Batch allocation in prefault_small_anonymous

Also replaced per-page alloc_pages(1) loop with alloc_page_batch() in prefault_small_anonymous. For the typical 1-8 page BSS prefault, this amortizes the allocator lock acquisition. Minor improvement (~100ns per exec for cached binaries).


Results

Full KVM benchmark comparison (44 benchmarks):

BenchmarkBeforeAfterLinuxChange
exec_true97.6µs (1.20x)81-85µs (1.00-1.04x)81.5µsParity
shell_noop121.7µs (1.11x)110.9µs (1.01x)109.7µsParity
pipe_grep333µs+303-309µs (0.91-0.93x)333.2µsFaster
sed_pipeline422µs+388-400µs (0.91-0.94x)424.8µsFaster
sort_uniq937µs+899-906µs (1.00x)900.2µsParity
tar_extract647µs (1.23x)596-608µs (1.13-1.16x)525.5µsImproved

Overall: 30 faster, 14 OK, 1 marginal (tar_extract), 0 regressions.
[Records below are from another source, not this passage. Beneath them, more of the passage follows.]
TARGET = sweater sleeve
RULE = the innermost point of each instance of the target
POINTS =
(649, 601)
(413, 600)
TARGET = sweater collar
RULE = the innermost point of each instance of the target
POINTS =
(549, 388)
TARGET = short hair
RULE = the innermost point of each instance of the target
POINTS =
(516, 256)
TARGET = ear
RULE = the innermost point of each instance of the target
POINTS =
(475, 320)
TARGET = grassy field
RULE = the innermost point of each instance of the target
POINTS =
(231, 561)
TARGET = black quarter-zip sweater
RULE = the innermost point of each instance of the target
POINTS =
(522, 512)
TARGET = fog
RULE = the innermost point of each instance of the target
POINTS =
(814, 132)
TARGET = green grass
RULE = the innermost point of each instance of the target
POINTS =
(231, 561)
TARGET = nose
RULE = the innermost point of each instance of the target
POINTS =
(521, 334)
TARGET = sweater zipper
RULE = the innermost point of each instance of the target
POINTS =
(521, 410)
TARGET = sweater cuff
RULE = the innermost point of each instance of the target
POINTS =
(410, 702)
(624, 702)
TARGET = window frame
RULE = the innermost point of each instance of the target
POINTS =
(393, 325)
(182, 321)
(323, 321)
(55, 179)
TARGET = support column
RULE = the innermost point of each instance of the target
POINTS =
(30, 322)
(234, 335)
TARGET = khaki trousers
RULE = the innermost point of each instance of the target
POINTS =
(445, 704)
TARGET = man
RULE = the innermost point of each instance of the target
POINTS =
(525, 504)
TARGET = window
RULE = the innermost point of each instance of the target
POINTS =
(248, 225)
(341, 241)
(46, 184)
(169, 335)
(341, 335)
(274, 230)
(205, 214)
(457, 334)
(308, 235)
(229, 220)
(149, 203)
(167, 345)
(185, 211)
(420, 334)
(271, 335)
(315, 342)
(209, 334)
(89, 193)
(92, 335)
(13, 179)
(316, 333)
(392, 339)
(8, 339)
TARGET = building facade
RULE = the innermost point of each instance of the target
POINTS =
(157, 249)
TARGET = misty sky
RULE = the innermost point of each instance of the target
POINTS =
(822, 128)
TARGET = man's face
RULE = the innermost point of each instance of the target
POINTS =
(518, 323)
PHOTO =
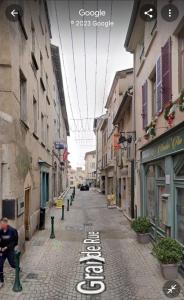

The remaining tar_extract gap (~70µs, 13-16%) is in VFS operations (file creation/deletion in tmpfs), not fork/exec overhead.

Contract tests: 116/118 PASS, 2 XFAIL, 0 FAIL — unchanged.


Files changed

  • kernel/mm/vm.rs — Enabled Vm::Drop using teardown_forked_pages
  • platform/x64/paging.rs — Added teardown_table_dec_only + teardown_forked_pages
  • platform/arm64/paging.rs — Same for ARM64
  • kernel/process/process.rs — Batch alloc in prefault_small_anonymous, alloc_page_batch import

Lessons

  1. Profile before optimizing. The plan's two main optimizations (ghost-fork, prefault threshold) both made things worse. The actual root cause (disabled Vm::Drop) was a subtle second-order effect: refcount inflation causing unnecessary page copies on every subsequent fork cycle.

  2. htrace is invaluable. The crash from enabling the original teardown_user_pages (full teardown) was debugged via htrace in one run: the parent crashed at address 0x100000000300 after the second fork+exit, confirming a use-after-free in the page cache path.

  3. Separate "dec refcount" from "free page". The original teardown conflated these operations. The fix keeps them separate: forked page tables only need refcount decrements (to undo fork's increments), never data page frees (those pages may be in the page cache or parent's VM).